PP: Tell us about the voice recognition technology marketplace and the environment for adoption of the technology. What have been the broader learnings so far and what are the next round of improvements likely to be in voice recognition?
Peter: The move from directed voice where you say exactly what you want of a more intelligent listening system, that we call ambient, is really the next generation of technology. In healthcare, long before we had the COVID pandemic, we have had the pandemic of administrative burden, overwhelming clinicians, as you probably know, they spend roughly twice as much time taking care of administrative requirements as seeing patients. This has resulted clinicians feeling burnt out, depression going up, and people retiring. It has really been a crisis for healthcare. What they all want as part of the solution is why cannot they just focus on the patient, have a conversation with the patient and use that conversation in the encounter, whether it’s in a physical setting or a virtual setting, and then have the technology to create the documentation for them and do other things like coding and things that they see as taking away from taking care of patients. We have a solution called the Dragon Ambient Experience that we launched right before COVID that does exactly that. We are still early in the journey around ambient, but it’s a very exciting area. In terms of the learning so far, I would say that different physicians have different requirements. So, we roll this out by specialties because you must build these ambient models by specialty. And we have learned that for some clinicians the technology fits in extremely well. For others, they may be looking for the technology to morph in a little way based on the workflow that they have. So as time goes on and as the technology matures, I think you are going to see more and more physicians across a wide degree of specialties really adopt. The results so far in general have been quite good. We are generally, on average, seeing a reduction in clinician burnout for those who are using it. Dropping from about 72% to 17% and freeing up about six minutes per encounter for an average panel size of twenty to thirty a day. That’s a couple hours a day. So, as the technology gets better and better, faster and faster, and needs less and less human involvement in reviewing the note, I think you’re going to see higher adoption and also the development of more automated things coming out of the note like coding and quality abstraction.
Stephanie: I will just add a couple of comments.

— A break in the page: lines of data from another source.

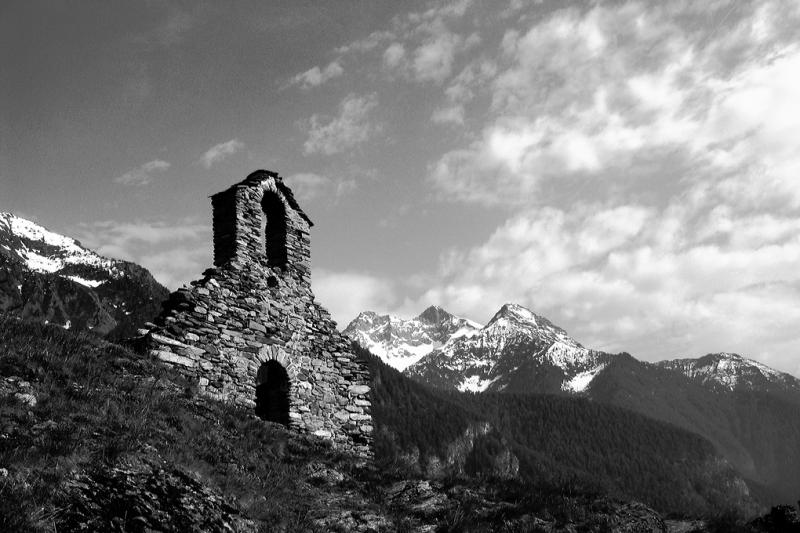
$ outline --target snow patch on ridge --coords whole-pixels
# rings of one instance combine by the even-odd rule
[[[91,287],[91,288],[99,287],[103,283],[102,281],[98,281],[98,280],[94,280],[94,279],[84,279],[84,278],[81,278],[81,277],[78,277],[78,276],[64,276],[64,277],[67,278],[67,279],[71,279],[75,283],[80,283],[81,285],[84,285],[86,287]]]
[[[497,381],[499,377],[500,376],[497,376],[494,379],[481,379],[478,375],[472,375],[464,378],[458,385],[458,390],[460,392],[483,392],[489,388],[489,385]]]
[[[64,268],[63,261],[39,255],[31,250],[21,250],[19,255],[25,262],[25,266],[36,272],[53,273]]]
[[[583,392],[605,367],[606,365],[600,365],[597,368],[576,374],[569,381],[565,381],[561,385],[561,389],[569,392]]]

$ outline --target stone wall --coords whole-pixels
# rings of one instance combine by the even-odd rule
[[[170,295],[144,345],[200,393],[254,409],[259,369],[277,361],[289,426],[370,455],[369,372],[314,300],[311,221],[263,170],[212,196],[212,207],[214,267]]]

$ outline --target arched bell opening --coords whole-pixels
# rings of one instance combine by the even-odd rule
[[[289,374],[277,361],[267,361],[256,375],[256,416],[289,425]]]
[[[271,191],[266,191],[261,200],[261,228],[264,239],[264,254],[271,267],[285,267],[286,254],[286,207]]]

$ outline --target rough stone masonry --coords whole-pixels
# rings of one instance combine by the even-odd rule
[[[201,394],[371,455],[369,371],[310,284],[311,220],[278,174],[211,197],[214,267],[140,339]]]

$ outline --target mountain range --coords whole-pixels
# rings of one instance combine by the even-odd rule
[[[361,313],[344,332],[439,390],[576,396],[673,424],[708,439],[764,499],[800,494],[800,380],[740,355],[639,361],[586,348],[516,304],[483,327],[431,307],[410,320]]]
[[[0,314],[114,340],[167,296],[138,265],[0,213]],[[371,361],[384,465],[578,483],[690,514],[800,493],[800,382],[739,355],[642,362],[515,304],[483,326],[437,306],[364,312],[345,333]]]
[[[0,312],[118,339],[134,335],[167,296],[147,269],[0,212]]]

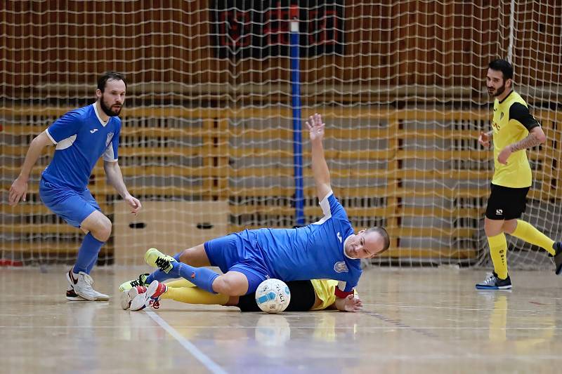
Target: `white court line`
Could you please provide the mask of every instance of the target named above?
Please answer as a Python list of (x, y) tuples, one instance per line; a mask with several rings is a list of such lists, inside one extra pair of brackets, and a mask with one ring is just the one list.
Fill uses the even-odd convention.
[(166, 321), (162, 319), (160, 316), (154, 312), (147, 311), (145, 313), (148, 314), (148, 316), (152, 318), (155, 322), (160, 325), (162, 328), (166, 330), (168, 333), (175, 338), (176, 340), (178, 340), (178, 342), (179, 342), (179, 343), (188, 350), (188, 352), (193, 355), (193, 356), (197, 360), (199, 360), (201, 363), (204, 365), (205, 367), (209, 370), (209, 371), (211, 373), (226, 374), (226, 371), (223, 370), (223, 368), (221, 368), (221, 366), (219, 366), (218, 364), (215, 363), (213, 360), (207, 357), (205, 354), (200, 351), (199, 349), (193, 345), (193, 344), (192, 344), (189, 340), (183, 338), (181, 334), (178, 333), (173, 327), (169, 325)]

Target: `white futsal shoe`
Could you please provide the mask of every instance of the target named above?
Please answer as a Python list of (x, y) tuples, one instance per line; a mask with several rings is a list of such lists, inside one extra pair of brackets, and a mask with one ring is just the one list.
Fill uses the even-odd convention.
[(110, 297), (99, 293), (92, 288), (93, 279), (84, 272), (78, 273), (78, 279), (75, 279), (71, 269), (66, 274), (67, 279), (74, 288), (77, 295), (89, 301), (107, 301)]

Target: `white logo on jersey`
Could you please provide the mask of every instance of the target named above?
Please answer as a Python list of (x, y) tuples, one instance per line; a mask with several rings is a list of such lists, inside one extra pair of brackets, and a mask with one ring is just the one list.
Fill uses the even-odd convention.
[(343, 261), (334, 264), (334, 271), (336, 273), (348, 272), (347, 265)]
[(107, 138), (105, 140), (105, 147), (110, 145), (112, 139), (113, 139), (113, 133), (110, 133), (107, 134)]

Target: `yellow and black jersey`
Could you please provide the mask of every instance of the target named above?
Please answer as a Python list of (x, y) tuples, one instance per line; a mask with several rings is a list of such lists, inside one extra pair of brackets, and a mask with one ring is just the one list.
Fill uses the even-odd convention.
[(531, 168), (525, 149), (512, 153), (507, 165), (499, 163), (497, 156), (504, 147), (523, 140), (532, 128), (540, 126), (529, 112), (525, 100), (516, 92), (511, 91), (501, 102), (495, 100), (492, 119), (495, 166), (492, 184), (511, 188), (531, 185)]

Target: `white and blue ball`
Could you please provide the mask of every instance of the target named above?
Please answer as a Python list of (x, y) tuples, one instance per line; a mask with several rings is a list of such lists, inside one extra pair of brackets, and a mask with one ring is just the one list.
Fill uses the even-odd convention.
[(281, 313), (291, 301), (289, 287), (279, 279), (266, 279), (256, 290), (256, 303), (266, 313)]

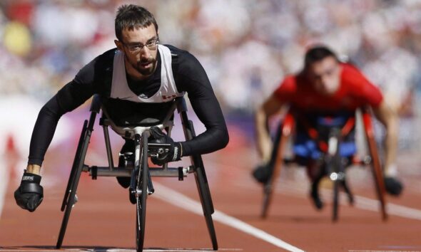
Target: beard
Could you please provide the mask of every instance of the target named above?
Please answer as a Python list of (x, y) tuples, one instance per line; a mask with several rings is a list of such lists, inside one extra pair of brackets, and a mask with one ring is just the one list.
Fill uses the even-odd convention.
[[(151, 64), (151, 66), (148, 65), (149, 64)], [(148, 65), (148, 67), (145, 68), (145, 65)], [(156, 67), (156, 59), (152, 57), (143, 59), (138, 61), (136, 64), (132, 64), (132, 66), (143, 75), (150, 75), (153, 73)]]

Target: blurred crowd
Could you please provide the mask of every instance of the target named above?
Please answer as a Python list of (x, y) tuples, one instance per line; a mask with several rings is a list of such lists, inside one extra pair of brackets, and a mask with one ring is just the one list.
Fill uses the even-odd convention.
[(129, 3), (154, 14), (162, 43), (199, 59), (228, 115), (251, 113), (318, 43), (361, 68), (402, 117), (419, 114), (418, 0), (4, 0), (0, 93), (46, 100), (115, 46), (116, 10)]

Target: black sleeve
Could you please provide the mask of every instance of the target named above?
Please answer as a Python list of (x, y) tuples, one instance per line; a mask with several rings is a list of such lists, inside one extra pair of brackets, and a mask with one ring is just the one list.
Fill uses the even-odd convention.
[(178, 59), (176, 83), (178, 91), (186, 91), (193, 109), (206, 130), (193, 140), (181, 143), (183, 156), (210, 153), (225, 147), (228, 132), (219, 103), (205, 70), (191, 54)]
[(95, 93), (96, 61), (81, 69), (75, 78), (41, 108), (32, 132), (28, 164), (41, 165), (61, 115), (80, 106)]

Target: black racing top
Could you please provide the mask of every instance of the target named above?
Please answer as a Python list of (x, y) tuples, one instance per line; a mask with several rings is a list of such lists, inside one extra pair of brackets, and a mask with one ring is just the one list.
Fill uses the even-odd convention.
[[(166, 45), (172, 55), (173, 75), (178, 92), (187, 93), (193, 109), (206, 130), (192, 140), (181, 142), (183, 155), (206, 154), (222, 149), (228, 142), (228, 133), (209, 79), (198, 61), (190, 53)], [(41, 165), (49, 146), (59, 120), (67, 112), (82, 105), (94, 94), (99, 94), (107, 112), (127, 117), (136, 113), (148, 117), (168, 111), (168, 103), (133, 103), (110, 98), (113, 57), (116, 48), (108, 51), (85, 65), (74, 79), (67, 83), (41, 108), (31, 139), (29, 164)], [(128, 76), (131, 90), (142, 97), (151, 97), (161, 86), (161, 57), (157, 68), (146, 80), (136, 81)], [(109, 110), (109, 111), (108, 111)]]

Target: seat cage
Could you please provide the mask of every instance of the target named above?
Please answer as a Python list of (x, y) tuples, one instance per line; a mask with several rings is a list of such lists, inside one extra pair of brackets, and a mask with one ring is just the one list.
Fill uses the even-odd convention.
[[(108, 167), (97, 167), (92, 166), (89, 167), (83, 165), (83, 171), (89, 173), (89, 175), (92, 177), (93, 179), (96, 179), (97, 177), (131, 177), (133, 167), (114, 167), (114, 162), (113, 160), (113, 153), (111, 151), (111, 145), (110, 142), (108, 127), (110, 127), (113, 131), (120, 136), (126, 138), (134, 140), (136, 135), (142, 135), (145, 132), (148, 132), (149, 129), (153, 126), (158, 127), (161, 130), (166, 130), (168, 136), (171, 136), (172, 127), (173, 126), (173, 115), (177, 110), (178, 114), (181, 117), (181, 121), (183, 125), (187, 125), (187, 107), (186, 101), (183, 97), (179, 97), (172, 102), (173, 105), (171, 106), (169, 111), (168, 112), (165, 119), (161, 122), (161, 123), (156, 125), (146, 125), (139, 124), (138, 126), (130, 126), (130, 127), (120, 127), (116, 125), (113, 121), (108, 117), (106, 110), (101, 105), (101, 97), (98, 95), (96, 95), (93, 97), (92, 104), (91, 106), (90, 111), (91, 112), (91, 117), (94, 114), (99, 114), (102, 110), (102, 116), (100, 119), (100, 125), (102, 126), (104, 139), (106, 143), (106, 149), (107, 152), (108, 158)], [(156, 145), (156, 144), (148, 144), (150, 149), (151, 154), (156, 154), (157, 152), (163, 151), (165, 149), (165, 145)], [(160, 148), (161, 149), (160, 149)], [(155, 150), (155, 151), (153, 151)], [(155, 153), (154, 153), (155, 152)], [(168, 163), (165, 163), (162, 167), (150, 167), (150, 172), (151, 177), (178, 177), (179, 180), (183, 180), (185, 177), (189, 173), (193, 173), (194, 170), (194, 166), (191, 165), (186, 167), (168, 167)]]

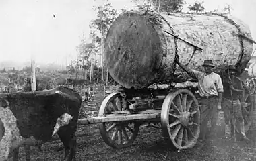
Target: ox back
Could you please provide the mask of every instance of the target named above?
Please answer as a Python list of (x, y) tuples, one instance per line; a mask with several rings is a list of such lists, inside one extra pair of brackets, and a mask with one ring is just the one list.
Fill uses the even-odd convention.
[[(10, 110), (17, 119), (20, 136), (32, 138), (38, 143), (51, 140), (57, 119), (64, 113), (73, 117), (69, 123), (57, 132), (65, 147), (65, 160), (72, 160), (75, 155), (75, 131), (82, 97), (74, 90), (59, 87), (50, 90), (6, 94), (3, 97), (9, 103)], [(26, 143), (25, 142), (24, 145)], [(27, 144), (30, 145), (30, 144)], [(13, 160), (18, 158), (15, 149)], [(27, 160), (30, 159), (28, 158)]]

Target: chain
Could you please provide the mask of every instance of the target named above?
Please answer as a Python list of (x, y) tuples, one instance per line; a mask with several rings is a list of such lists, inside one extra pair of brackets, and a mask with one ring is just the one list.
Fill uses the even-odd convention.
[(170, 30), (172, 32), (172, 34), (174, 35), (174, 44), (175, 44), (175, 58), (174, 58), (174, 62), (172, 64), (172, 69), (173, 69), (173, 73), (176, 70), (176, 64), (179, 61), (179, 57), (178, 55), (178, 45), (177, 45), (177, 38), (179, 38), (179, 36), (176, 34), (174, 30), (173, 30), (173, 28), (170, 25), (170, 23), (167, 21), (167, 20), (160, 14), (159, 15), (162, 17), (162, 19), (166, 23), (168, 26), (169, 26)]
[(152, 108), (154, 108), (154, 102), (153, 102), (153, 99), (154, 99), (154, 95), (153, 95), (153, 90), (150, 90), (151, 92), (150, 92), (150, 95), (151, 95), (151, 103), (152, 103)]
[[(237, 30), (238, 31), (238, 34), (242, 34), (242, 32), (241, 32), (241, 30), (240, 28), (240, 26), (235, 21), (234, 21), (233, 19), (228, 18), (228, 16), (224, 15), (223, 14), (217, 13), (212, 13), (212, 12), (205, 12), (205, 13), (183, 13), (191, 14), (191, 15), (209, 15), (210, 14), (210, 15), (218, 15), (218, 16), (224, 17), (230, 23), (231, 23), (232, 25), (234, 25), (237, 28)], [(240, 44), (241, 44), (241, 51), (240, 51), (240, 55), (239, 55), (239, 58), (238, 58), (238, 61), (236, 63), (236, 64), (235, 65), (236, 68), (238, 67), (238, 66), (240, 66), (240, 65), (241, 64), (242, 58), (243, 58), (243, 56), (244, 54), (244, 50), (245, 50), (245, 49), (244, 49), (244, 44), (243, 42), (243, 38), (242, 38), (241, 36), (239, 36), (239, 42), (240, 42)]]

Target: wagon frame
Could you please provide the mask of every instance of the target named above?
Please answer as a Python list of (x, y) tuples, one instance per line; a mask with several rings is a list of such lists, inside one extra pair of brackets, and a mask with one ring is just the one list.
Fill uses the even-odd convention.
[[(99, 124), (103, 140), (114, 148), (132, 145), (143, 126), (162, 129), (166, 142), (177, 149), (190, 148), (195, 145), (200, 133), (200, 107), (196, 94), (187, 88), (120, 87), (103, 100), (98, 117), (80, 119), (78, 123)], [(251, 124), (255, 97), (247, 94), (243, 98), (248, 103), (243, 109), (247, 131)]]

This is one of those fun times when as a CIO and CMIO, I get to deliver a tool to my clinical colleagues that they are excited about and really makes their lives and their interaction with the patients better. I mean, it’s unfortunate, but true. A lot of the things that we have done and had to do over the last decade or so add to that burden that Peter referred to. And again, this is one of those times where I have a waiting list of people who are excited to try this. I do think that there are certain specialties where this is going to lend itself more to, at least early on, because there are some workflow elements of this. We see our colleagues really being able to take this and fly. And that is great for them, because to Peter’s point, if at the reduced time and documentation and some of those other things, gives them more time to do procedures and be in the operating room and do those things that really impact the improvement of the lives of the patients. The other thing I would say is we are still helping our patients get used to this construct. Most patients are very accepting of this idea of the conversation happening and then the note being created. They are accepting it because they’re anxious and excited to get the intimacy of their relationship with their provider back. But it is still an education point that we must help our patients understand kind of what this is about and what it means and what it does not mean.
Q. So, for the non-native English-speaking populations, there could be an issue with the technology. That is certainly the case with a lot of personal tech. Is that something the technology is beginning to overcome and what are the pros and cons?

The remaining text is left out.